Return True to dispatch, False to drop.
"""
return True
Example: Rate Limiting¶
class RateLimitPolicy:
def __init__(self, max_per_flush: int):
self.max = max_per_flush
self._count = 0
def on_enqueue(self, intent):
pass
def allows(self, intent):
if self._count >= self.max:
return False
self._count += 1
return True
with airlock.scope(policy=RateLimitPolicy(max_per_flush=10)):
for i in range(100):
airlock.enqueue(task, i)
# Only first 10 dispatch
When to Raise vs Return False¶
Raise in on_enqueue() for fail-fast feedback:
def on_enqueue(self, intent):
if "dangerous" in intent.name:
raise PolicyViolation(f"Dangerous task blocked: {intent.name}")
Stack trace points to the enqueue() call site. Good for catching bugs.

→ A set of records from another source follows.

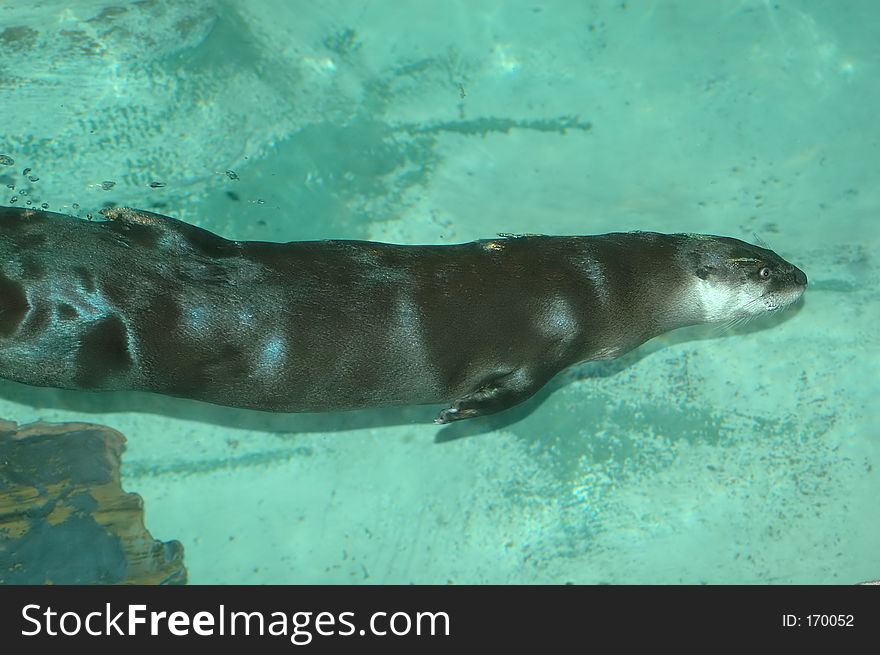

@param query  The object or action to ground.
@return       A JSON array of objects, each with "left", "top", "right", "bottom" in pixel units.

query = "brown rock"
[{"left": 0, "top": 420, "right": 186, "bottom": 584}]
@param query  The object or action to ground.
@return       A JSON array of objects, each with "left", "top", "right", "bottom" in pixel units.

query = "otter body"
[{"left": 0, "top": 208, "right": 806, "bottom": 423}]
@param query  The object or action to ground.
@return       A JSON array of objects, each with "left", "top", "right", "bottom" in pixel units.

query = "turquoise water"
[{"left": 0, "top": 0, "right": 880, "bottom": 584}]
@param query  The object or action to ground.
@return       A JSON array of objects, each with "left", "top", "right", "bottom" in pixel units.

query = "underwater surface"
[{"left": 0, "top": 0, "right": 880, "bottom": 584}]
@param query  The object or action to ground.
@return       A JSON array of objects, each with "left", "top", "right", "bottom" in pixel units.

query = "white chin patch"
[{"left": 694, "top": 278, "right": 772, "bottom": 323}]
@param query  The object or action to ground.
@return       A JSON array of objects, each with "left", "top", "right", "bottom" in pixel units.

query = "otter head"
[{"left": 688, "top": 235, "right": 807, "bottom": 323}]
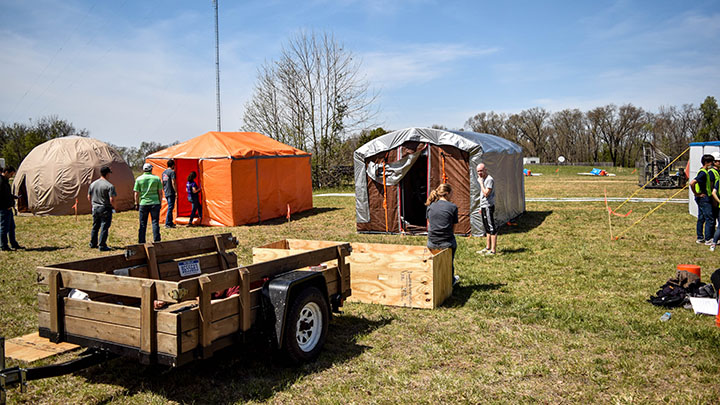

Return False in allows() for silent filtering:
No error, no trace. Good for production filtering.
Combining Policies¶
Create a simple composite:
class CompositePolicy:
def __init__(self, *policies):
self.policies = policies
def on_enqueue(self, intent):
for p in self.policies:
p.on_enqueue(intent)
def allows(self, intent):
return all(p.allows(intent) for p in self.policies)
policy = CompositePolicy(
RateLimitPolicy(max_per_flush=100),
MetricsPolicy(),
AuditPolicy("audit.log"),
)
Each policy's allows() is called. If any returns False, the intent is dropped.
Important Constraints¶
Cannot Call enqueue() from Policy¶
class BadPolicy:
def on_enqueue(self, intent):
airlock.enqueue(log_task) # Raises PolicyEnqueueError!
This prevents infinite loops. If you need to trigger side effects from a policy, use a custom scope instead.
Cannot Reorder Intents¶
Policies are per-intent boolean gates. They can't reorder. For reordering, override Scope._dispatch_all().